Late fall shows at the American University Museum at the Katzen Arts Center
opened Nov. 11.
The first exhibit to open, RADIX: The Eternal Feminine, is curated by Claudia Rousseau, Ph.D. RADIX is a collaboration of three Washington artists: Anne Marchand, Pat Goslee and Cianne Fragione. The exhibit features the concept of the Eternal Feminine as an original, dynamic and cosmic force, in paintings and assemblages. Defying simple definition, this concept has different but analogous meanings for each artist. Each artist employs contemporary and abstract terms to express feminine energy from her own perspective. Through Dec. 17. Gallery Talk: Nov. 30 from 6-7 p.m.
The second exhibit, The Trawick Prize, features award-winning Washington art in the Alper Initiative for Washington Art space of the museum. Established by Carol Trawick, a community activist from Montgomery County, Md., the prize rewards some of the most talented artists from the Washington area. The Trawick Prize exhibit features new works by the Best in Show recipients from the last 15 years: Lauren Adams, Richard Cleaver, Larry Cook, Neil Feather, Mia Feurer, Lillian Bayley Hoover, Gary Kachadourian, Maggie Michael, Jonathan Monaghan, Jiha Moon, David Page, James Rieck, Jo Smail and Rene Trevino. Through Dec. 17. Gallery Talk: Nov. 11 from 5-6 p.m.
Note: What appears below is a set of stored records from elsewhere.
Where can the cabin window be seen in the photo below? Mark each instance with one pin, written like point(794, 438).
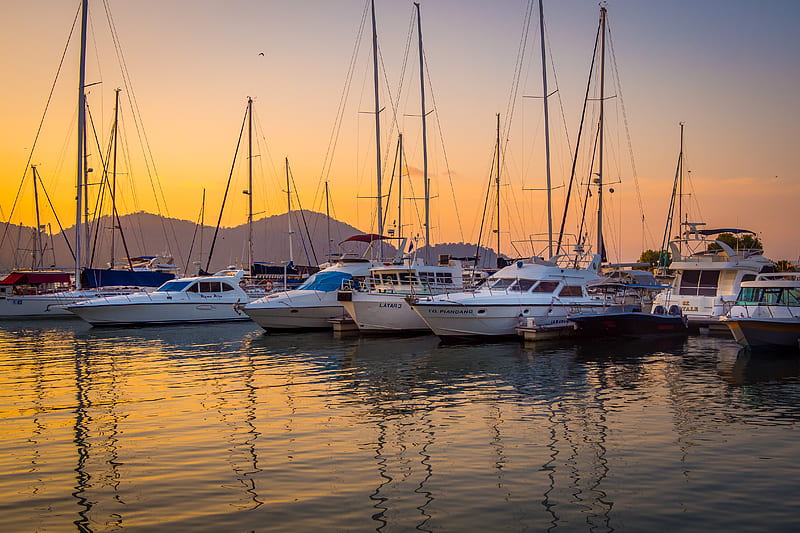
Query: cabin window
point(210, 286)
point(699, 283)
point(325, 281)
point(791, 296)
point(444, 277)
point(571, 291)
point(501, 283)
point(522, 285)
point(173, 286)
point(546, 286)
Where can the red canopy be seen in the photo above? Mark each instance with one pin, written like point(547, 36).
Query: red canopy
point(365, 237)
point(33, 278)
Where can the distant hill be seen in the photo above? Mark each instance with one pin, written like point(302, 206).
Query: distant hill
point(149, 234)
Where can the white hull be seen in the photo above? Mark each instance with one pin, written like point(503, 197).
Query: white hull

The museum is also displaying new acquisitions to its Rothfield Collection of Contemporary Israeli Art. Part of the American University Museums permanent collection, the Rothfeld Collection is designed to inspire dialog about political and cultural issues involving Israel, through paintings, sculptures, and mixed media work of prominent and emerging Israeli artists. The exhibit features an array of work from the collection as well as recent acquisitions by artists Melanie Daniel, Tal Shochat, Lihi Turjeman, and Alon Kedem. The show runs concurrently with an exhibit of Arab modern and contemporary art, Between Two Rounds of Fire, The Exile of the Sea: Arab Modern and Contemporary Works Ffrom the Barjeel Art Foundation. The Rothfeld Collection was originally gifted to the AU Museum by Donald Rothfeld in 2011, and it has been growing ever since.